Many agencies are seeing that there is a negative correlation between clickthrough and conversion. This smacks of an "everything we know is wrong" moment. Clickthrough is supposed to be an indicator of success, not the opposite. A logic check says that it is not so. The more enticing a banner ad or piece of keyword/search text is, the greater the number of people who click on it. But a lot of these people might be clicking because of the enticement, not because they are actually interested in the product or service being sold. Voila! The result is bailout and low conversion. If it is boring, fewer people click on the ad. But those that are searching for the solution may click no matter how interesting the copy or graphic is, given that this is the answer they have been seeking. This produces higher conversion than the more interesting ad.

We've written before about the need to measure viewthrough in addition to clickthrough in measuring effectiveness of a banner ad. Viewthroughs generally have higher conversion rates, as consumers have been branded in some form -- they come to the site from the URL line, not through a random (and often then bailed-out) click.

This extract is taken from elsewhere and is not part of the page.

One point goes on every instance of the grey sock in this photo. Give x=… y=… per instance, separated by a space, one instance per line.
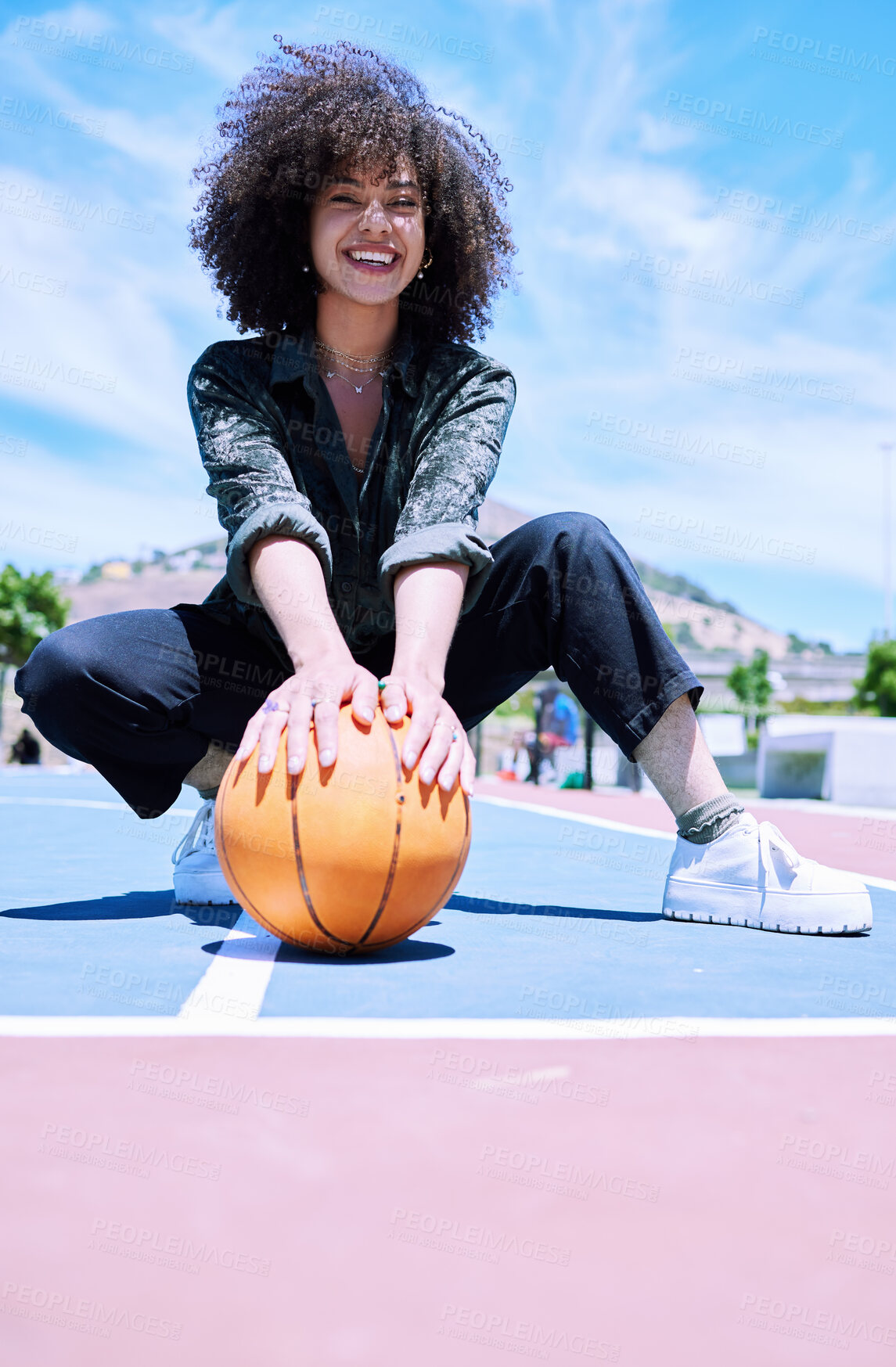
x=707 y=821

But we have a problem. Almost all performance networks optimize on clickthrough, as they cannot see the viewthrough or the back-end conversion. Google gives clickthrough a high priority in its search ranking algorithm, as do most other search engines. They cannot see the end performance, either.

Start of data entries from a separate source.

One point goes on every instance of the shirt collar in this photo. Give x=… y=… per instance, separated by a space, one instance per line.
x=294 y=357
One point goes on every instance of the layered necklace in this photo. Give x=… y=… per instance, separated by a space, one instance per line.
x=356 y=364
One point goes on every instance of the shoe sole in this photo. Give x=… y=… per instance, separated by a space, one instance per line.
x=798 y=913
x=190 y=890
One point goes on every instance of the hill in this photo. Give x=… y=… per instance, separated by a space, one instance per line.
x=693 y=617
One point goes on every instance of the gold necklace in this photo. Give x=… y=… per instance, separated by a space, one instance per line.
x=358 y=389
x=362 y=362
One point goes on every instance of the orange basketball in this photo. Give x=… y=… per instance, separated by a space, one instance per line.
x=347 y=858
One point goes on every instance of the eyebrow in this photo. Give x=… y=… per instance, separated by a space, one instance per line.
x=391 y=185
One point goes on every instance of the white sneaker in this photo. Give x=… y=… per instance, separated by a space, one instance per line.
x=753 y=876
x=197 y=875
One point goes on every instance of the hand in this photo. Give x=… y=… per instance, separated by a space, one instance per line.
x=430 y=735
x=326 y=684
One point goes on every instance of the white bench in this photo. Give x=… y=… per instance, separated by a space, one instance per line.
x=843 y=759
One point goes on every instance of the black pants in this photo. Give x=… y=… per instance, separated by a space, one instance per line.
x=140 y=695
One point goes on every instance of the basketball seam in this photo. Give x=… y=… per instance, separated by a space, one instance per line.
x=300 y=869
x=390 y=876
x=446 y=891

There is a solution that should not be that hard to implement. Let me give some examples. Many banner ads served on networks are served by third-party ad servers (3PAS) on behalf of an agency or client. The third-party ad server reporting for the agency includes back-end performance for clickthroughs and viewthroughs. It also includes conversion and, assuming that the agency inputs cost data, a CPW metric (cost-per-whatever an advertiser is measuring). Why can't the third-party ad server companies (the two biggest of which are owned by Google and Microsoft) create a capability for a contoured reporting function that a network, site or search engine could log on to that only showed their own performance in conversion and CPW? The resulting information could then be used for optimization.

I recognize that there are issues with this. At any point in the campaign, the actions from a clickthrough are apparent yet the future actions of a viewthrough are not. And sites and networks might not optimize on all of the same factors as an agency or advertiser might. But still, this would represent a far better outcome than optimizing on clickthroughs. Also, there is bound to be normal paranoia on the part of advertisers and agencies relative to letting the "fox into the henhouse." But technology could take care of that.

I'm certain that you can find some other things wrong with this proposal. But I am frankly looking forward to the day when an exec from a performance network walks into my office and tells me that they are prepared to optimize on the same things that we do. That's the network which will truly differentiate itself from the other 300 they are competing with.

Death to the clickthrough! Long live conversion and performance!